Mas, numa parada qualquer, encontra. Vinte anos. Dezenove fios de barba. Dezoito reais na carteira. Dezessete anos na aparência. Bons bíceps, essenciais para a carga. Desempregado. Pai caminhoneiro. Briga na família. Nome? José. Era esse.

José era calado. A estrada modorrando se alongava pelos dias e nada. Não adiantava perguntar o motivo da briga com o pai, proprietário do caminhão, que o fizera desistir de tocar o que seria seu para aventurar-se com desconhecidos... Acordava também às quatro e meia, e sem cutucão. Fazia ou tomava, fazia e tomava o café. O rosto imberbe sempre voltado para a frente, sempre monossilábico, cumprindo as obrigações com monossílabos, vai ver era melhor assim.

Noite de muita cerveja. Até o menino dessa vez abusou, mas não destravou a matraca. Tanta cerveja na idéia e a vontade de adiantar um pouco a viagem, mesmo de madrugada, mesmo com os reflexos em frangalhos. Uma hora, duas horas, três horas, e a bexiga de novo a incomodar.

Avisa ao companheiro que vai parar. Desce e caminha pelo mato baixo, estrada deserta não fosse a presença dos faróis fazendo caminhos de uma luz esmaecida e amarelada. Abre o zíper e prepara-se. Sente, porém, a presença felina de José bem ao lado, mais ao lado do que seria aconselhável naquele estado de coisas. Nunca tinha sido assim com Zé Padre.

José também abre a calça. Quanto mais tenta não olhar, mais olha a enormidade de cabelos negros e revoltos, insuspeitos num franguinho quase imberbe. Impressiona-se com o calibre e tamanho do que vê. Curto e grosso. Estremece involuntariamente. Para o outro, é como se não estivesse ali. O jato que jorra é poderoso, certeiro. Dura uma eternidade. Não consegue parar de olhar.

De novo na boléia. Alguma coisa acontecera ali, mas ele não sabe dar nome. Apesar da distância, sente o calor emanando da coxa de José. Magnético, imantado, atraente. Olha o companheiro de soslaio. Fosse mulher, o olhar seria oblíquo e dissimulado. Na penumbra da cabine, o companheiro olha para frente, olhar é eufemismo, está com os olhos semicerrados de quem acha que quer dormir mas não tem coragem.

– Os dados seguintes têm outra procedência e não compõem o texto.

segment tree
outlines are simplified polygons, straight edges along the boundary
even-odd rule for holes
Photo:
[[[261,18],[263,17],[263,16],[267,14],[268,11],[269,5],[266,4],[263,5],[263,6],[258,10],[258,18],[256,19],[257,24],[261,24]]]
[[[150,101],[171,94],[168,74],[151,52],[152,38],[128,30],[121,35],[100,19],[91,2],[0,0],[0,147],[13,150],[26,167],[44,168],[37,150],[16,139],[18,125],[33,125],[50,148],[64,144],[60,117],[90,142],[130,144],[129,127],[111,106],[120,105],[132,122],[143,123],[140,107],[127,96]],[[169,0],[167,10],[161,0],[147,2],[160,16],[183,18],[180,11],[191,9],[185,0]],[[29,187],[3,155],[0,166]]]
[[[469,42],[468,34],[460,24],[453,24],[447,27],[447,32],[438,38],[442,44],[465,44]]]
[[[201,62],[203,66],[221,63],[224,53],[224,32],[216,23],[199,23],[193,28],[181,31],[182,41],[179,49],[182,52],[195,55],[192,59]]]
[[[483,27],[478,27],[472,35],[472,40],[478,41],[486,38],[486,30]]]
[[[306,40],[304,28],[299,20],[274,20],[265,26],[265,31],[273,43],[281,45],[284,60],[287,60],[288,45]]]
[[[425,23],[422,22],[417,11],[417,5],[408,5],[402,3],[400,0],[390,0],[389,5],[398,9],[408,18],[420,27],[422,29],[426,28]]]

Uma hora, duas horas, três horas de completo silêncio no espaço exíguo de uma vida. Chegam à parada. Cada um para sua cama, boa noite? O simples ato de urinar lado a lado, tão masculino, paira entre os dois como uma maldição. Será que José também olhara para ele e sentira o mesmo estremecimento? Uma pressão agradável e desconhecida no baixo ventre dificulta o sono que demora um pouco, mas vem.

Quatro e meia da manhã. Nem precisa olhar o relógio. Dessa vez, tem um trem em cima dele e é mão de José atravessando o labirinto entre as camas e pousada no seu peitoral. Sente um choque, não sabe feito de quê. O outro também treme.
A boléia gira, num universo desconhecido. Faz calor e frio, o coração ressoa pelo espaço diminuto e acorda o mundo. A mão de José vai descendo lentamente. Outra mão apalpa o vão da porta, também lentamente. Essa mão encontra o cabo de uma arma, tão rígido quanto o membro que José toca nesse último momento.